Axiom of Choice in Constructive Mathematics. Is it really an axiom?

Question

The status of the Axiom of Choice varies between different branches of Constructive Mathematics. For example, in Constructive Set Theory the Axiom of Choice is not accepted because it implies the law of excluded middle, but in Intuitionistic Type Theory the Axiom of Choice is a theorem that can be proved. Are there other branches of Constructive Mathematics in which the Axiom of Choice is really an axiom (I mean, it's assumed true but not provable)?

Answer 1

The version of the axiom of choice probable in intuitionist type theory bears only a formal resemblance to what set theorists think of as the axiom of choice.

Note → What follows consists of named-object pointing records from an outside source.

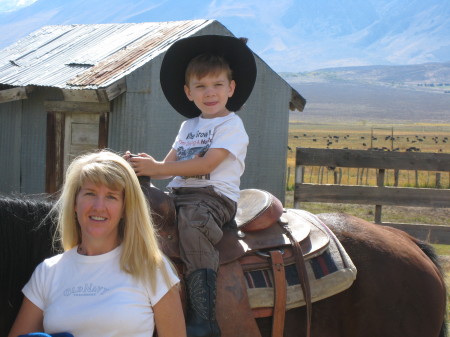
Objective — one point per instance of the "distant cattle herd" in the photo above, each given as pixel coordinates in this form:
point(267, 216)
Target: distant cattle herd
point(368, 142)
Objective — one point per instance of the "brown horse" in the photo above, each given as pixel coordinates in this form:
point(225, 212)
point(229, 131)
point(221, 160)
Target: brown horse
point(399, 289)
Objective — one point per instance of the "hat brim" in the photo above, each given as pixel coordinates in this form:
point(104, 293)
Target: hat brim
point(173, 68)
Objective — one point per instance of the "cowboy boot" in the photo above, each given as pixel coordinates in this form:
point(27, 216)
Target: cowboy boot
point(201, 308)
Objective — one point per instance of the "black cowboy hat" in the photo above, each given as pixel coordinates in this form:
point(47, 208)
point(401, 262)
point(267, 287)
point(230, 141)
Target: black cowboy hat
point(173, 68)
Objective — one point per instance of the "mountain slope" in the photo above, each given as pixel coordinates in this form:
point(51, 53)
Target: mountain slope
point(391, 94)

The issue is that one can’t really interpret the existential quantifier $\exists$ as $\sum$ in many cases when doing ordinary mathematics. $\DeclareMathOperator{refl}{refl}$

For instance, consider $\{x \in \{1\} \mid \exists y \in \mathbb{Z} (y^2 = x)\}$. How many elements does this set/type have?

In set theory, the answer should clearly be 1. But in type theory, if we interpret the above as $\sum (x : \{1\}) \sum (y : \mathbb{Z}) (y^2 = x)$, then the type has two distinct elements, $(1, (1, \refl_1))$ and $(1, (-1, \refl_1))$. This is why propositional truncation types are necessary.

The same thing happens in a much more dramatic fashion when one tries to develop, for instance, the Dedekind reals.

The solution is to use propositional truncation or, more generally, to allow quotient types (or other forms of higher inductive types). Then, one can interpret $\exists$ in a manner consistent with ordinary mathematics. When one does so, the axiom of choice is not provable.

That said, many versions of constructive mathematics take weak versions of choice as axioms, including countable choice, dependent choice, and COSHEP (category of sets has enough projectives).